Pregnancy is a unique physiological state involving biological stresses that promote protein damage (misfolding) within the maternal body. The research delves into the way the maternal body copes with elevated protein misfolding—a process connected to preeclampsia, a serious childbirth complication.

Dr. Wyatt said the so-called pregnancy zone protein (PZP) stabilises misfolded proteins and prevents them from forming plaques, which are associated with the majority of common disorders in old age. "In this study, we show that PZP efficiently inhibits the aggregation of misfolded proteins including the amyloid beta peptide, which forms plaques in the placenta in preeclampsia and in the brain in Alzheimer's disease," she said.

"This is the first evidence of a major maternal adaptation that allows mothers to withstand elevated levels of protein misfolding in pregnancy. Failure of this system potentially triggers the accumulation of misfolded proteins in preeclampsia, and could also have relevance to some age-related protein-misfolding disorders."

Preeclampsia is a disorder in pregnancy when women develop high blood pressure, with raised protein in their urine a symptom, which can put the mother and baby at risk and often leads to early delivery of a premature baby—or even death of the mother and baby.

Dr. Wyatt said a better understanding of how mothers normally dealt with protein misfolding in pregnancy had the potential to inform the development of novel therapeutic strategies for some of the most common and debilitating disorders of aging. "We think this might be the body's way of trying to prevent the accumulation of misfolded proteins which arises when the body experiences stresses such as inflammation," she said. "Another thing we still need to figure out is exactly how cells of the body dispose of misfolded proteins after they are stabilized by PZP."

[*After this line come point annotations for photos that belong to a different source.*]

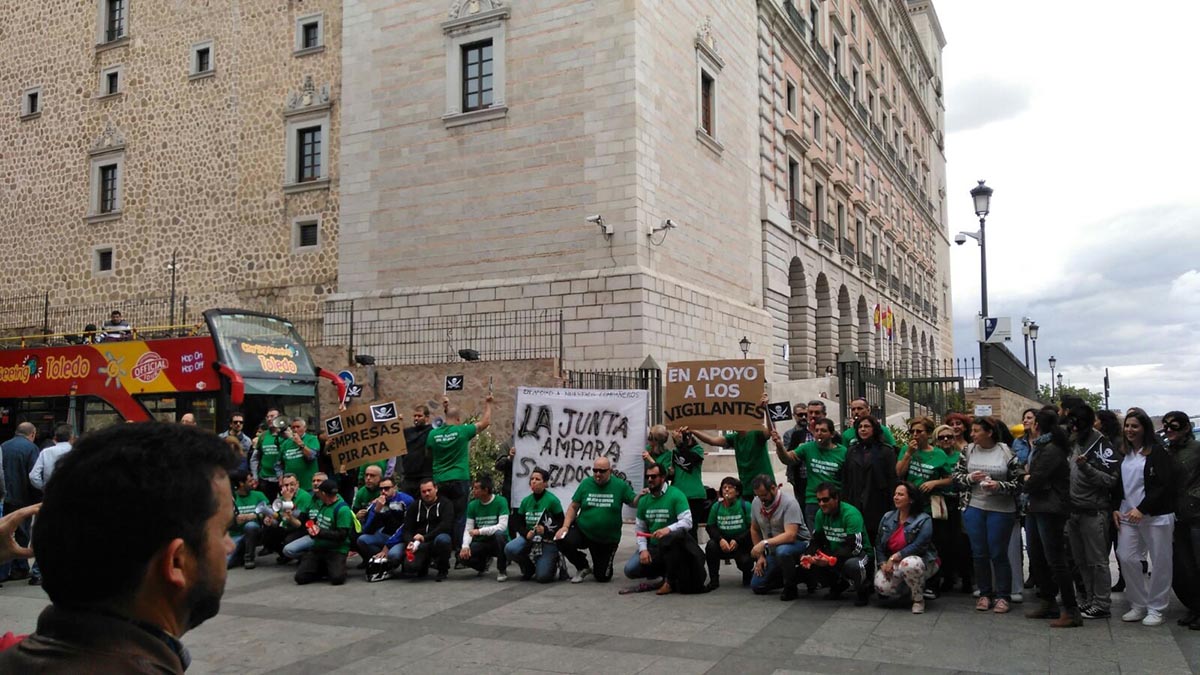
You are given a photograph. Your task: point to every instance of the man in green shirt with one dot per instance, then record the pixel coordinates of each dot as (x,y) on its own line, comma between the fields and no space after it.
(535,521)
(331,530)
(858,410)
(450,448)
(486,530)
(822,459)
(246,529)
(685,472)
(839,532)
(664,526)
(299,451)
(729,533)
(367,493)
(593,521)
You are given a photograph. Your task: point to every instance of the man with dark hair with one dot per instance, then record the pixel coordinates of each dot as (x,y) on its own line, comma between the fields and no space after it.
(247,524)
(124,605)
(779,536)
(333,524)
(839,532)
(417,465)
(427,533)
(486,530)
(19,454)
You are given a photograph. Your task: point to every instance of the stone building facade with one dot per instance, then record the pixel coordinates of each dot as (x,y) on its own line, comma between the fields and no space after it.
(136,129)
(483,138)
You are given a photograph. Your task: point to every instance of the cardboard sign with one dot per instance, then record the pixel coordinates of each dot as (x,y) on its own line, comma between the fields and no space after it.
(365,432)
(780,411)
(721,394)
(565,430)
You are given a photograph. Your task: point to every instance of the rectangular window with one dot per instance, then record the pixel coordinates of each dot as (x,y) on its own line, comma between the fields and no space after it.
(114,19)
(477,76)
(108,178)
(707,91)
(309,156)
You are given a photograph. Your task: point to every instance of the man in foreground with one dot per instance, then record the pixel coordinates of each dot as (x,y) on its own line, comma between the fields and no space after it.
(124,607)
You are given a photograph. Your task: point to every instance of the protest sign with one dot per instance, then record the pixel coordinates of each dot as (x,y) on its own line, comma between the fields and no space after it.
(364,434)
(721,394)
(565,430)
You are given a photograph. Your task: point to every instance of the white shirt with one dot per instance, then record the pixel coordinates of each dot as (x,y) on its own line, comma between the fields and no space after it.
(1133,475)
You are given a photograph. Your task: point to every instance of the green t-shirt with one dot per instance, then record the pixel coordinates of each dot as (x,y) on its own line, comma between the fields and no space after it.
(599,515)
(487,515)
(300,506)
(847,436)
(929,465)
(450,447)
(294,461)
(822,466)
(733,521)
(750,453)
(364,496)
(688,473)
(661,511)
(245,505)
(847,521)
(324,518)
(269,455)
(533,508)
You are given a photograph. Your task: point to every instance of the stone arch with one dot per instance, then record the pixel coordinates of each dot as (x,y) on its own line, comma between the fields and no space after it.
(827,330)
(865,333)
(802,357)
(846,338)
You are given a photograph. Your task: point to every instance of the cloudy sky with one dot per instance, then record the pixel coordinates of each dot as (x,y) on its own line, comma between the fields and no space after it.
(1083,118)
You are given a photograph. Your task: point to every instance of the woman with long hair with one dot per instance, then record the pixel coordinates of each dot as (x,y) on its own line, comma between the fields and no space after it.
(870,472)
(904,550)
(988,475)
(1145,520)
(1048,487)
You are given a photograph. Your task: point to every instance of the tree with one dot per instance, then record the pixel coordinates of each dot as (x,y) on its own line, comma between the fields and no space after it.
(1091,398)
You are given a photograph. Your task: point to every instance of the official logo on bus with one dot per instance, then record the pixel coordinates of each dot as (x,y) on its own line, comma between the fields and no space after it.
(149,365)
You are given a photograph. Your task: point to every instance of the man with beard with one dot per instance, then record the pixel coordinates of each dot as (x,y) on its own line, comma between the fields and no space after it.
(124,607)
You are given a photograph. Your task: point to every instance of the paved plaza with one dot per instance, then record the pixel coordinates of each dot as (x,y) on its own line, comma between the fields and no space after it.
(270,625)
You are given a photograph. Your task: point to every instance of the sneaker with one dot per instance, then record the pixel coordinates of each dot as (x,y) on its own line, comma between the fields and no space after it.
(1092,611)
(1134,614)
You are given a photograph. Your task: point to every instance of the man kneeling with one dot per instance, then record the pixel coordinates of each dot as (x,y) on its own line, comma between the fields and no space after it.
(330,532)
(665,547)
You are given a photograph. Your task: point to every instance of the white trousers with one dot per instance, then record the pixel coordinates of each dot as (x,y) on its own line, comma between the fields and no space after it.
(1137,542)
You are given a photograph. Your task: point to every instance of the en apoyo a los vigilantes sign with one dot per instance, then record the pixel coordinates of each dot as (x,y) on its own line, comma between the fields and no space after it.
(364,434)
(565,430)
(720,394)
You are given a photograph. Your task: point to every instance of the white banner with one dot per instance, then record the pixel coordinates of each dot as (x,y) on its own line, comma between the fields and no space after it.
(565,430)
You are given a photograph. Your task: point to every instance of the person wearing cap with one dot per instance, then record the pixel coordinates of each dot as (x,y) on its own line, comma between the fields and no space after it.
(331,526)
(427,533)
(247,524)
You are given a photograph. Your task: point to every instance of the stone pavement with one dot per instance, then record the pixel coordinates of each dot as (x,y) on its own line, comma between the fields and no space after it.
(269,625)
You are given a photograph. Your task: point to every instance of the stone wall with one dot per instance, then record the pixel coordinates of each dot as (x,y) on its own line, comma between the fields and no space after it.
(203,160)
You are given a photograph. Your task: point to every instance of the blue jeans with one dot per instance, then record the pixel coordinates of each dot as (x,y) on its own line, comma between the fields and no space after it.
(990,532)
(544,569)
(780,567)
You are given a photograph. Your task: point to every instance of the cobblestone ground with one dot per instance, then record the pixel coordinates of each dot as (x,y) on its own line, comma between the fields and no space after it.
(270,625)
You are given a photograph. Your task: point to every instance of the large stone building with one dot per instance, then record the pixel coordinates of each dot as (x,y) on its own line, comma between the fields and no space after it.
(139,129)
(765,169)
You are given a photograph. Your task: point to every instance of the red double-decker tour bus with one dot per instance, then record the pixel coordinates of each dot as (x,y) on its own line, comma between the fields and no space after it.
(235,360)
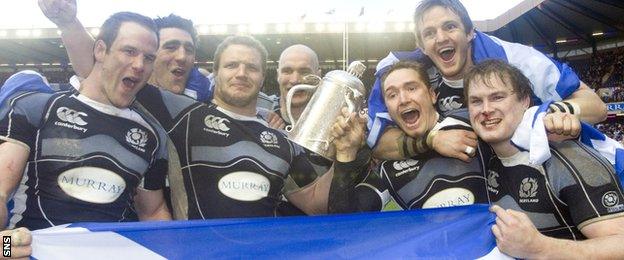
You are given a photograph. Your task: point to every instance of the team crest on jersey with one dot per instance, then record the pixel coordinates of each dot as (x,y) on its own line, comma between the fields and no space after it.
(528,190)
(71,119)
(611,201)
(492,181)
(449,103)
(137,138)
(269,139)
(404,167)
(217,125)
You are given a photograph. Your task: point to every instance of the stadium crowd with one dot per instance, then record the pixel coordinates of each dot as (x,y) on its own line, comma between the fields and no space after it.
(142,135)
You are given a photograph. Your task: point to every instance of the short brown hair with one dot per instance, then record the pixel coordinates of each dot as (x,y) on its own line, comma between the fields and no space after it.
(506,72)
(453,5)
(415,66)
(240,40)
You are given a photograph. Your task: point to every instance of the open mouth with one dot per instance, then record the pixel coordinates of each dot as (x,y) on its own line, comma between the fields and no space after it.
(178,72)
(447,53)
(130,82)
(489,123)
(410,116)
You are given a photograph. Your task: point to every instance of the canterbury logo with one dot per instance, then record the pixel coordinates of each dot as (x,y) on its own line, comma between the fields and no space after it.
(449,103)
(216,123)
(71,116)
(402,165)
(136,137)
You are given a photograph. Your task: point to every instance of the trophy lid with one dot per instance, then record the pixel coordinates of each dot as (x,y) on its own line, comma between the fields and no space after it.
(350,78)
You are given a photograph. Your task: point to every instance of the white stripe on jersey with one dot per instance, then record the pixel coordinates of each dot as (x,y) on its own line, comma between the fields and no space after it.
(19,201)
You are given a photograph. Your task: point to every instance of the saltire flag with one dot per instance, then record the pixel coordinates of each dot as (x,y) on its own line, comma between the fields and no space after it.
(551,80)
(449,233)
(533,138)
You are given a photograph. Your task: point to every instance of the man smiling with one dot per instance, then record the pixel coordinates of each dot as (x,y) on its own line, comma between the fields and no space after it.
(426,180)
(570,206)
(449,43)
(88,156)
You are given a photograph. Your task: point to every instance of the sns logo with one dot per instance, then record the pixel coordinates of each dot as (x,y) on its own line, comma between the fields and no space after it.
(71,116)
(216,123)
(136,137)
(449,103)
(269,139)
(402,165)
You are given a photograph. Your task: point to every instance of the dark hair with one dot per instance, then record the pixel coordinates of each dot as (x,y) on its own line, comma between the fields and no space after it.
(175,21)
(415,66)
(502,70)
(240,40)
(453,5)
(110,28)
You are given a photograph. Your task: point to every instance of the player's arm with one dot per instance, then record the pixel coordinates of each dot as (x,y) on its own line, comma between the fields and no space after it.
(348,139)
(592,108)
(150,205)
(368,196)
(395,145)
(13,158)
(77,41)
(517,236)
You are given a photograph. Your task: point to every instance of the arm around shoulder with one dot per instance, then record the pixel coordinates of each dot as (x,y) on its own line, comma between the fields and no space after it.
(13,158)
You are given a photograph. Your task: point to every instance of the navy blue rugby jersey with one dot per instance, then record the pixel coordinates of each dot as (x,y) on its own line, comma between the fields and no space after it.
(232,165)
(86,158)
(572,189)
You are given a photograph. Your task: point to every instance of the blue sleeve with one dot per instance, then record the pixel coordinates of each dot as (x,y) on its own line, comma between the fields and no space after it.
(200,84)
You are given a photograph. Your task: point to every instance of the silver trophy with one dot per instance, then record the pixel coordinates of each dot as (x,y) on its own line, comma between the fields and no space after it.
(336,90)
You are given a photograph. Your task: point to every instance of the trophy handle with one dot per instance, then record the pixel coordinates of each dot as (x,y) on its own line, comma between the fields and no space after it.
(351,96)
(291,92)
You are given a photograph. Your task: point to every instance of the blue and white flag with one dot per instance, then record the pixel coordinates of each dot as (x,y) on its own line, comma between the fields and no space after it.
(551,80)
(24,81)
(449,233)
(531,136)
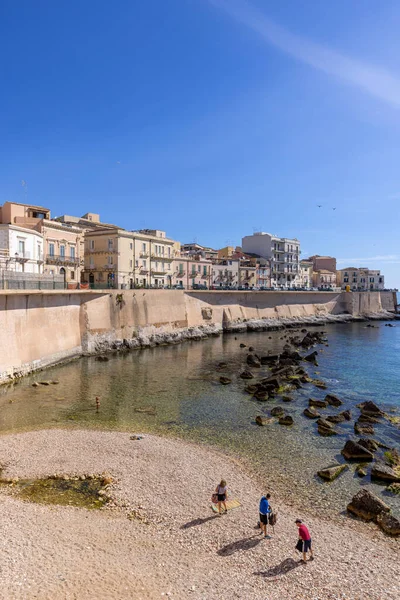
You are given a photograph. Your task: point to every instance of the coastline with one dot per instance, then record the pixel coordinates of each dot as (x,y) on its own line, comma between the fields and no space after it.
(183,550)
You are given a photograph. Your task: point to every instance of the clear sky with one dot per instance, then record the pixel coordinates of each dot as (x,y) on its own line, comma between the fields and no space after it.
(210,119)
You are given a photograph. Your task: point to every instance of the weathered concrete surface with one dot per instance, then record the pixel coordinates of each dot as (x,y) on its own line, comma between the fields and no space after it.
(40,328)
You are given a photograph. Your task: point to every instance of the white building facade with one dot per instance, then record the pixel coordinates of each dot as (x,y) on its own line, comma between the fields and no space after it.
(284,254)
(21,250)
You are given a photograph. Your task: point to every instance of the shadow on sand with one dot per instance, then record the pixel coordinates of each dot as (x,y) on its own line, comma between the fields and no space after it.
(244,544)
(284,567)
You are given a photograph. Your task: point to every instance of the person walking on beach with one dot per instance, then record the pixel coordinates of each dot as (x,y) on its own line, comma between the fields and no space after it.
(222,494)
(305,540)
(265,511)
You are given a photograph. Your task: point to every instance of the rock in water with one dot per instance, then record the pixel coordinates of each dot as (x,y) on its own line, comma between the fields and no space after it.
(277,411)
(353,451)
(263,420)
(331,473)
(318,403)
(367,506)
(311,413)
(384,472)
(247,374)
(389,523)
(333,400)
(286,420)
(253,361)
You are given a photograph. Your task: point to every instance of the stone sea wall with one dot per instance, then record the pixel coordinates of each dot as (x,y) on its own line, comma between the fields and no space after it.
(41,328)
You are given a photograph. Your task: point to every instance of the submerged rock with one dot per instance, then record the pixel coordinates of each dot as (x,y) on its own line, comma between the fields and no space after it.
(333,400)
(286,420)
(367,506)
(353,451)
(331,473)
(311,413)
(246,375)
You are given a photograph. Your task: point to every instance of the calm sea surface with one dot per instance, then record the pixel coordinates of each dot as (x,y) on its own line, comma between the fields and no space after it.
(179,386)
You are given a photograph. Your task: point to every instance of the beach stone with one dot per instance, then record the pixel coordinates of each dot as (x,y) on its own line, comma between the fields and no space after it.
(262,421)
(253,361)
(331,473)
(367,506)
(333,400)
(246,375)
(325,428)
(317,403)
(371,409)
(389,524)
(369,444)
(381,471)
(286,420)
(311,413)
(361,470)
(352,451)
(287,399)
(363,429)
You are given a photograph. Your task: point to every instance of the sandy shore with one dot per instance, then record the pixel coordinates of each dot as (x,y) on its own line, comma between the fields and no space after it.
(184,551)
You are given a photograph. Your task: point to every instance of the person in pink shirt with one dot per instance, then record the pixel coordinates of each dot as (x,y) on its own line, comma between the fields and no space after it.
(305,537)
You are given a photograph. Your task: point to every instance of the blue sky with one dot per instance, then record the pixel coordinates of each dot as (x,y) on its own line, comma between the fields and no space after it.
(209,118)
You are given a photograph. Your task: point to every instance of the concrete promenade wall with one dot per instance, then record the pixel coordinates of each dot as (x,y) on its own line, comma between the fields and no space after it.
(40,328)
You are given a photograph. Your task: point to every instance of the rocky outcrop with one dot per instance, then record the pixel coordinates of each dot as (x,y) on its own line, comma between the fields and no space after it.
(367,506)
(331,473)
(354,451)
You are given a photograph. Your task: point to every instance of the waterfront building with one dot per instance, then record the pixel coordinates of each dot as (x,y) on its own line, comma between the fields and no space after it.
(194,249)
(126,259)
(284,254)
(324,279)
(225,273)
(306,274)
(62,244)
(323,262)
(21,250)
(360,279)
(191,272)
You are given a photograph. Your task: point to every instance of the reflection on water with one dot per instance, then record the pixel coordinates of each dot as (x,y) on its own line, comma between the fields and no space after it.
(175,390)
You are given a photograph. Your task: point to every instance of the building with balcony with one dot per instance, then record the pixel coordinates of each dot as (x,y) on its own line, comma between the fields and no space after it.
(284,254)
(324,279)
(62,243)
(306,274)
(127,259)
(21,250)
(225,273)
(191,272)
(360,279)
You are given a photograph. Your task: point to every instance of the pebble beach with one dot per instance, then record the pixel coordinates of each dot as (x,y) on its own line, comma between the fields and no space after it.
(158,537)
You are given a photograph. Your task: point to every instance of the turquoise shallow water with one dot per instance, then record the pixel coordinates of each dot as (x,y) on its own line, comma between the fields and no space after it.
(179,386)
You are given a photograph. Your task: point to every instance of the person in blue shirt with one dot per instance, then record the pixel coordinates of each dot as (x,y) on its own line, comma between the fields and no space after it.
(265,510)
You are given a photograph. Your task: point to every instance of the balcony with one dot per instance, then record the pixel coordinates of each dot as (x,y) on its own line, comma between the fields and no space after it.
(58,259)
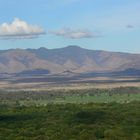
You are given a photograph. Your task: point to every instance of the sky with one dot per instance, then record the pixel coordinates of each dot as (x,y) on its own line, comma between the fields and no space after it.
(112,25)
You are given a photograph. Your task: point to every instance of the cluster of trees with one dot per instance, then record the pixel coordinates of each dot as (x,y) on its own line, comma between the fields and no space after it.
(71,122)
(15,97)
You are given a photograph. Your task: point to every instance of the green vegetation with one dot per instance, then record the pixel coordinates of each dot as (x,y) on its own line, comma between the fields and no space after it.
(43,97)
(111,121)
(89,114)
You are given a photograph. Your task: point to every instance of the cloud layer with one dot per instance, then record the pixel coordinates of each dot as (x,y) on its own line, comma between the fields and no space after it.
(19,29)
(74,34)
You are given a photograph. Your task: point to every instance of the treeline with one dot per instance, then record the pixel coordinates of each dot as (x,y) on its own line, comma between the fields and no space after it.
(71,122)
(15,97)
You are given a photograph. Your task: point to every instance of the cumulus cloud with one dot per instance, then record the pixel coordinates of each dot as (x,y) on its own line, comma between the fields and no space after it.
(74,34)
(20,29)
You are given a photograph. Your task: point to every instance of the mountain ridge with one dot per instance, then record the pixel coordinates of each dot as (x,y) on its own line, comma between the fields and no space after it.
(71,58)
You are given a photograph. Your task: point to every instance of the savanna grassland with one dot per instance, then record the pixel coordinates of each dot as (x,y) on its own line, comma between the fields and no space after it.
(89,114)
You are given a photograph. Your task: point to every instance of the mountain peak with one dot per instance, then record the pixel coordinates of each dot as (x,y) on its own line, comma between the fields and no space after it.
(42,48)
(73,47)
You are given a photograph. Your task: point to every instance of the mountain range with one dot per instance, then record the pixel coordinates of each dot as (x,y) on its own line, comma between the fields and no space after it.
(71,59)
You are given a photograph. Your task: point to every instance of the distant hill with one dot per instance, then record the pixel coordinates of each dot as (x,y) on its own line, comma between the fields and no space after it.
(71,59)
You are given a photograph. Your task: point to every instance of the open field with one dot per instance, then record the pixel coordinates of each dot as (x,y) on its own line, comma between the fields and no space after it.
(69,95)
(50,82)
(71,122)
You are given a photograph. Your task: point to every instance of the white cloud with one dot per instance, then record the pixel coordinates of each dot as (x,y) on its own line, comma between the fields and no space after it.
(19,29)
(74,34)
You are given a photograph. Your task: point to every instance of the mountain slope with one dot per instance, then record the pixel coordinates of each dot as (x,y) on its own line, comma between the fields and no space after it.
(71,58)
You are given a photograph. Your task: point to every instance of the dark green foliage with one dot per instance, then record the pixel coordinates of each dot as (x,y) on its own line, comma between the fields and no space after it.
(71,122)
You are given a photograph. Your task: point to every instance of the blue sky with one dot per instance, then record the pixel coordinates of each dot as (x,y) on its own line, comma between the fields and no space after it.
(112,25)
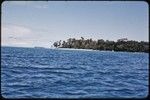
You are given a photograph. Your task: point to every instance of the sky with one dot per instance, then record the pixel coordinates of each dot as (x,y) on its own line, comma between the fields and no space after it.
(41,23)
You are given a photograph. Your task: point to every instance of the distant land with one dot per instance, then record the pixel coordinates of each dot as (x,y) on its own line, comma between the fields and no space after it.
(121,45)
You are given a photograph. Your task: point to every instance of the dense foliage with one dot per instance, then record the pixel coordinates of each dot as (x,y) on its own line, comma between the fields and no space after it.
(100,44)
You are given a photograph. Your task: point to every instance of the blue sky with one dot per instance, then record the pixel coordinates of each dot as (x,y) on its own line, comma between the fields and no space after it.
(40,23)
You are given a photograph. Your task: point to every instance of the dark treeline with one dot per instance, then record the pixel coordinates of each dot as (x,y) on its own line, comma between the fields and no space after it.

The research team included Dr. Wyatt's PhD student Jordan Cater (University of Wollongong and Illawarra Health and Medical Research Institute, NSW) and international experts professor Irina Buhimschi (University of Illinois and previously the Nationwide Children's Hospital, Ohio), and professor Christopher Dobson (University of Cambridge, England).

The research proposes that pregnant women make a tremendous investment in generating large amounts of PZP to help maintain protein homeostasis during pregnancy. This "chaperone" function of PZP could also be more broadly important in humans since men and women can experience elevated PZP levels independent of pregnancy.

Supported by a Flinders Foundation Seed Grant, Dr. Wyatt is building on the findings by studying why non-pregnant people increase their production of PZP in certain diseases.